Throttle and Stillness
“Freedom doesn’t always mean going far — sometimes it just means going forward.”
Throttle and Stillness
“Freedom doesn’t always mean going far — sometimes it just means going forward.”
The air smelled like salt and green — that perfect mix of sea breeze and cut grass that makes you want to breathe deeper than usual. The engine beneath me trembled like a restless heartbeat, a soft growl waiting for permission. The horizon stretched wide open, the ocean glinting like someone had spilled a bucket of light across it.
There’s a quiet that comes with being on a motorcycle that cars will never know. You feel everything. The vibration through your knees, the smell of the dirt road, the way wind wraps itself around your chest and reminds you that you’re temporary — beautifully, wildly temporary.
I’d been at that house all morning — the one perched like a secret above the shoreline. Coffee in hand, thoughts in pieces. The kind of morning where you start to wonder what comes next. You can’t think your way out of those moods. You have to move through them. So I kicked the starter, felt the spark catch, and let the road (or what counted for one) decide what kind of day it would be.
As I rode down toward the edge of the bluff, the world turned into sound and rhythm — tires biting grass, gears clicking into harmony, wind roaring against my ears like applause. The taste of salt hung in the air. Every inhale felt like a reset button.
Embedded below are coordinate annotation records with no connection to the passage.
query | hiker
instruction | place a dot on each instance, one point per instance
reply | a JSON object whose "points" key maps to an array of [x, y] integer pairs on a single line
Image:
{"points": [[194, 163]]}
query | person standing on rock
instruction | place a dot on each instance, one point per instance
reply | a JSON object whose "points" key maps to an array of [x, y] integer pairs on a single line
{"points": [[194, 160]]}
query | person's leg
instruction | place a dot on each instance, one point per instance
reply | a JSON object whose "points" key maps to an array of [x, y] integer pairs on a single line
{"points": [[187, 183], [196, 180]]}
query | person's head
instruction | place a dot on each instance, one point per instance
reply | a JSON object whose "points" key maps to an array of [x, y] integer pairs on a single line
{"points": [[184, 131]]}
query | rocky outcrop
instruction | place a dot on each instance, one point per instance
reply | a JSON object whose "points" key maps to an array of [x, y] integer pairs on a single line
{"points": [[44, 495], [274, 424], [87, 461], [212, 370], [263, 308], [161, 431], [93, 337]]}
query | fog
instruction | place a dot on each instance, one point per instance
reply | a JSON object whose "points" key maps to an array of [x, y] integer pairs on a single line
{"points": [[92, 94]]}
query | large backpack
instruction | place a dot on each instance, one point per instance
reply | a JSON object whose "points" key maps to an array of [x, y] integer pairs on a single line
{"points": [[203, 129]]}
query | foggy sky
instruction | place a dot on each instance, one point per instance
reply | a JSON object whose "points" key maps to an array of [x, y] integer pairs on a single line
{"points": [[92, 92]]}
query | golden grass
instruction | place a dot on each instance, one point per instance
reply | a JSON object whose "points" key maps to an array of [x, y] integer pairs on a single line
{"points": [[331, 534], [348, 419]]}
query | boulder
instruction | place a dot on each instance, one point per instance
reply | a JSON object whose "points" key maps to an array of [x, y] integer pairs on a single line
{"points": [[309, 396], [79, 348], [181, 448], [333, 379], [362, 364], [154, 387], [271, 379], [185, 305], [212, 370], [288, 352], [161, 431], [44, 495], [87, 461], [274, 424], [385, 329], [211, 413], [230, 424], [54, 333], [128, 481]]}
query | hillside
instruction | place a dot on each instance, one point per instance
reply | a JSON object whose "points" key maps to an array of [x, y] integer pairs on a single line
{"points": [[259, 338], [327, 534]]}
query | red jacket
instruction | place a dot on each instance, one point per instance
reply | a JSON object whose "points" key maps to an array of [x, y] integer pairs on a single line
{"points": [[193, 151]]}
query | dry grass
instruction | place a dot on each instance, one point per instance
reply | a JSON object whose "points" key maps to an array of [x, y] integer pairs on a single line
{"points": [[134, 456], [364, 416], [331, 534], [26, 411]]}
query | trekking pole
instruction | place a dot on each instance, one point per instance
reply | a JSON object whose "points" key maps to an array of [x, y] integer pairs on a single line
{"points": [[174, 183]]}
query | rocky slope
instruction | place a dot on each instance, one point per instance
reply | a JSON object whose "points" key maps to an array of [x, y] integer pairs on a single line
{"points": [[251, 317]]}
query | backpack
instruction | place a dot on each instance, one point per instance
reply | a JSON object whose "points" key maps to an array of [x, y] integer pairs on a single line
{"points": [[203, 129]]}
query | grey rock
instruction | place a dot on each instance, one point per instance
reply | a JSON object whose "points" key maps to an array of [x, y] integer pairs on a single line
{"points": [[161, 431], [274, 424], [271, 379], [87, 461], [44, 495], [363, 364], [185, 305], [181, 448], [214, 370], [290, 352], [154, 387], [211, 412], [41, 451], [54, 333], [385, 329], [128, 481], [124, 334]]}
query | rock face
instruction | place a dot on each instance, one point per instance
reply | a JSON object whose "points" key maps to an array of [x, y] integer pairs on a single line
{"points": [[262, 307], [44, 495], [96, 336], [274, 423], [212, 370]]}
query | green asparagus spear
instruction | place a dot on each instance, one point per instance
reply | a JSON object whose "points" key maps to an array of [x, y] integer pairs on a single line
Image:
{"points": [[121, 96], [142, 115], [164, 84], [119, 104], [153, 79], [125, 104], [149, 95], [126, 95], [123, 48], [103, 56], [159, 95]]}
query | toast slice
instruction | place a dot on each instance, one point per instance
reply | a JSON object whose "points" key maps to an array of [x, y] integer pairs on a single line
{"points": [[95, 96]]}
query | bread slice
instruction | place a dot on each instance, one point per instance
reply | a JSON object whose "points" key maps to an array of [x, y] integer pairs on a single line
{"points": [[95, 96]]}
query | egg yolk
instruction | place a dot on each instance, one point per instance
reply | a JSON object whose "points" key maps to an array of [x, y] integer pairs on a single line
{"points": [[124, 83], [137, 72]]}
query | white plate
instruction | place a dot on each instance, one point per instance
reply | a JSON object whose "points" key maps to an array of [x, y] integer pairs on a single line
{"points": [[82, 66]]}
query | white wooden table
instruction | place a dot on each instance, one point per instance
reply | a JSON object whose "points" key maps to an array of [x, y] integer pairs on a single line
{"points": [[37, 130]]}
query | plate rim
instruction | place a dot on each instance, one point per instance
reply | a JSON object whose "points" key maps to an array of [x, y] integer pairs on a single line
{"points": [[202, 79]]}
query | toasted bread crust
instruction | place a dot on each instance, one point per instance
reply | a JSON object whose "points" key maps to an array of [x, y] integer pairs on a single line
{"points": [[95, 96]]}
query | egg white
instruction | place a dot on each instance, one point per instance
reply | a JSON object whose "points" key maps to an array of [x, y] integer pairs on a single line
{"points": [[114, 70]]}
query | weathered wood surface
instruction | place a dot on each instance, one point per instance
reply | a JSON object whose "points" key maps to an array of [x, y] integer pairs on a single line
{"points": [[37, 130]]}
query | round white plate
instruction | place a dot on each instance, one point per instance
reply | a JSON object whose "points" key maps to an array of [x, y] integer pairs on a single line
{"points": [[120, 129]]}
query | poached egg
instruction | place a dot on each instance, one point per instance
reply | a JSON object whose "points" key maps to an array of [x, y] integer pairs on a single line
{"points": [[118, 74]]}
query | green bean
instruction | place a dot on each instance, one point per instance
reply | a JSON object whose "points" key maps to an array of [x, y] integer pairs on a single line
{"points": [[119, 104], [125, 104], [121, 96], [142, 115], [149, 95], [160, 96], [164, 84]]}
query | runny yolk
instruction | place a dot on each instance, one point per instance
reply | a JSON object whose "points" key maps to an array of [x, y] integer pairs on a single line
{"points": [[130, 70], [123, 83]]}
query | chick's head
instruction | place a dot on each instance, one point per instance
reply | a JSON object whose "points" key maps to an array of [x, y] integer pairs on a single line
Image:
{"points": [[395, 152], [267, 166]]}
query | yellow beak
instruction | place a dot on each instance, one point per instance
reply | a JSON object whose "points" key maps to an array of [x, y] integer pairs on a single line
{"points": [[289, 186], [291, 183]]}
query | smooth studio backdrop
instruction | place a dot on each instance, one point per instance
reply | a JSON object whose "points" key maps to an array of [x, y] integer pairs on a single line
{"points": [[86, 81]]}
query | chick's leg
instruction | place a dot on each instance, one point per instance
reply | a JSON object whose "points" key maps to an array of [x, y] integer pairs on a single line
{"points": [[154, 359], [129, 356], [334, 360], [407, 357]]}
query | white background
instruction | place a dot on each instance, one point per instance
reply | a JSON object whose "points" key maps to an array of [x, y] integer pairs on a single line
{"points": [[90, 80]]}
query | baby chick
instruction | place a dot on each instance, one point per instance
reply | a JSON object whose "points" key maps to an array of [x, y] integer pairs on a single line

I remembered something a friend once said: “Speed doesn’t make you free. Trust does.” And it hit me — the throttle isn’t what gives you peace; it’s the surrender. The willingness to lean into motion, to stop bracing for balance, to let the world hold you up for a while.
When I stopped halfway down the hill and looked back, the house stood quiet — small now, almost shy against the vast sky. The engine ticked softly as it cooled, that metallic whisper that sounds like gratitude.
The wind picked up, carrying with it the faint scent of the ocean again — briny, raw, alive. I smiled, thinking how funny it is that sometimes you have to get moving just to remember how to be still.